Ya, man, it’s nuts. It’s like there’s an international trolling agency that efficiently fills any and all vacancies on the interwebs.
I just assume this happens:
Troll temp agency:
“Hello, Mr. Adarqui, sir. We have a temp troll position on T-Nation. Your prior experience will be quite helpful in trolling this site.”
Adarqui:
“Why of course, I’d love to troll these folks some more. Anorexia again?”
TTA:
“No, pretend to be a squat expert while posting yourself quarter squatting. Talk about being a certified expert on biomechanics”
A:
“Fantastic, the videos are already loaded on YouTube.
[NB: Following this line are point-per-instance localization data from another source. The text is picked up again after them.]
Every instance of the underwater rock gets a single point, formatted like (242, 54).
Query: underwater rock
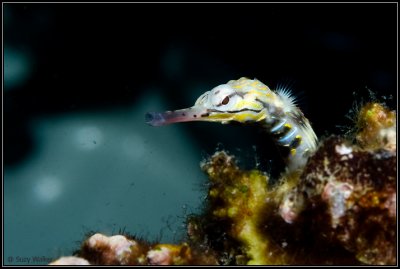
(100, 249)
(376, 127)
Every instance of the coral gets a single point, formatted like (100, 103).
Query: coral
(341, 209)
(239, 197)
(351, 193)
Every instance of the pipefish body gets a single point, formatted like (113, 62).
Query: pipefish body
(246, 100)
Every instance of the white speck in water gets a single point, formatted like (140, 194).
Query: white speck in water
(88, 137)
(47, 188)
(134, 146)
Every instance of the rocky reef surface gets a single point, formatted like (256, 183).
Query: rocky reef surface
(341, 209)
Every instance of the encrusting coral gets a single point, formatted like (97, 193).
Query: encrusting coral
(340, 210)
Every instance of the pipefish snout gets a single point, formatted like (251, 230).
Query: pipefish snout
(246, 100)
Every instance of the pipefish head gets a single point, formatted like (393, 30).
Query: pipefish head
(238, 100)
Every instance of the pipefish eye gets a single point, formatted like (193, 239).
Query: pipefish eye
(225, 101)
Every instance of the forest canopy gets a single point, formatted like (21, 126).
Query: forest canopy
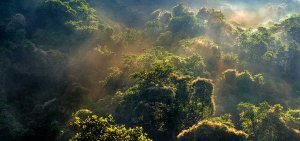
(161, 70)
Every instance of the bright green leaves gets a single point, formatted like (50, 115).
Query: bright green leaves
(264, 122)
(75, 13)
(207, 130)
(86, 126)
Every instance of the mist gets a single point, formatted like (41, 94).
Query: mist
(167, 70)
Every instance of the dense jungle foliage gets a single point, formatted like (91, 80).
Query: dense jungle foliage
(142, 70)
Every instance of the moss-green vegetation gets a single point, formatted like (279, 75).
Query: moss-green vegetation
(165, 70)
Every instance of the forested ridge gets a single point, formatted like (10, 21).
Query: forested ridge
(142, 70)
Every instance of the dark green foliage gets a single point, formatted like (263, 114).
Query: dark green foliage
(86, 126)
(264, 122)
(58, 56)
(236, 87)
(163, 103)
(211, 131)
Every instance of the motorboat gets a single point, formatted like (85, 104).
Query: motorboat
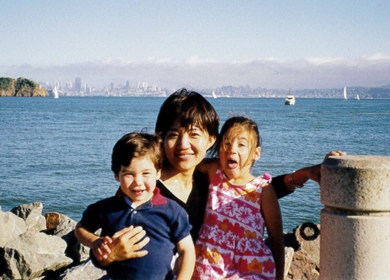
(289, 100)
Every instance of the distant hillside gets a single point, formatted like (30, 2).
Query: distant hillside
(21, 87)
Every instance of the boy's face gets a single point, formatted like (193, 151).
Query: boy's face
(138, 180)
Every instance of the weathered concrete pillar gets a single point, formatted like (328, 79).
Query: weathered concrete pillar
(355, 222)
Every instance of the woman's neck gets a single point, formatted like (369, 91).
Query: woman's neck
(178, 183)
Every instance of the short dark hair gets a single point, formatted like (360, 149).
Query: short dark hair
(136, 145)
(189, 108)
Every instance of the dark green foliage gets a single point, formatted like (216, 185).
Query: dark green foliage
(6, 83)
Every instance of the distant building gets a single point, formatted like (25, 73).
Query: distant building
(77, 84)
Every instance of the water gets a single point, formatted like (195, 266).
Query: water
(57, 151)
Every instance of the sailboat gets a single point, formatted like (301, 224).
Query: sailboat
(345, 93)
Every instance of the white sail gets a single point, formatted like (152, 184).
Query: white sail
(55, 92)
(345, 93)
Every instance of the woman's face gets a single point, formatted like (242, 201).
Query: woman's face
(185, 148)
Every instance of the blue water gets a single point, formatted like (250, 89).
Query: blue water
(57, 151)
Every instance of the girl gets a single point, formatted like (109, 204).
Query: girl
(230, 243)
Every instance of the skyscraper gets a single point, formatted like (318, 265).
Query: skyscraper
(77, 84)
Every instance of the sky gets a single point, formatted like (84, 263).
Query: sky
(298, 44)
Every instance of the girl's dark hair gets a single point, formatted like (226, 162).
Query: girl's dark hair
(136, 145)
(243, 124)
(188, 108)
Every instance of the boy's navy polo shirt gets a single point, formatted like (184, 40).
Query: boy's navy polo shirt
(165, 223)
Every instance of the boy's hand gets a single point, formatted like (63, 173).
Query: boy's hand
(101, 248)
(126, 244)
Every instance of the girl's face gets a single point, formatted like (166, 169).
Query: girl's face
(185, 148)
(236, 158)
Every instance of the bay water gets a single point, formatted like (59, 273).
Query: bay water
(58, 151)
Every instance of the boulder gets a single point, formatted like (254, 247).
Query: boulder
(85, 270)
(30, 255)
(11, 226)
(62, 226)
(32, 214)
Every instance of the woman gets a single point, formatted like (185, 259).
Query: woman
(188, 125)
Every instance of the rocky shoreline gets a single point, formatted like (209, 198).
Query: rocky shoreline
(37, 246)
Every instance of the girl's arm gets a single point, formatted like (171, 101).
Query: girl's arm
(186, 259)
(273, 221)
(287, 183)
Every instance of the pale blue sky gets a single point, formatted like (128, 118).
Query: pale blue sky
(259, 43)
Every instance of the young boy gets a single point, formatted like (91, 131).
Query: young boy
(136, 163)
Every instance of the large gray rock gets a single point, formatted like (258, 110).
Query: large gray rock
(32, 214)
(11, 226)
(86, 271)
(62, 226)
(29, 255)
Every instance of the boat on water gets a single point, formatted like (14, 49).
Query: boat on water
(289, 100)
(345, 93)
(55, 92)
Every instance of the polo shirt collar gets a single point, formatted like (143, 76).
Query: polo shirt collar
(157, 199)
It’ll be my pleasure”.
n=1. I think your assertion that many people just need to work harder is spot on. it’s not true for everyone though.
do you think you can adequately refute the content of this article? I don’t see how you can look at these skeletal images and suggest that all people should squat the same when their structures vary so drastically.
While providing you with a satisfactory response means a great deal to me, i’ve currently stepped out of the office for my lunch break. Hopefully I will be able to provide you with a detailed response very shortly.
Also, I didn’t read everything you wrote because these long replies with “sciency” bullshit ain’t needed. You can’t convince me that squat form will look the same for everyone, " Sir " .
I was inspired by the Health Satori Project and decided to make up my own science, so I came up with an immune system challenge. I made 3 gallons of yogurt out of e-coli bacteria and ate one gallon a day for 3 days. It worked really well at first. My temperature went way up (a good sign, right?) then crashed. After a couple weeks of IV cipro and zithromycin I’m pretty much as good as new except for a couple of things.
My bones have the consistency of sidewalk chalk, which makes it difficult to squat. I also get a little bit of yellowish ichor leakage from my belly button that has the consistency of cottage cheese any time my intra abdominal pressure increases.
I’m hoping he can hook me up with a solution. Last time I tried squatting my spine compressed 3 inches and I lost 2 lbs. of yellow goo.
I meet Jay Schroeder. I worked out with him once. He is the biggest dick ever. Also he does not squat with his athletes. so you are using a coach to teach how to squat when he himself does not squat.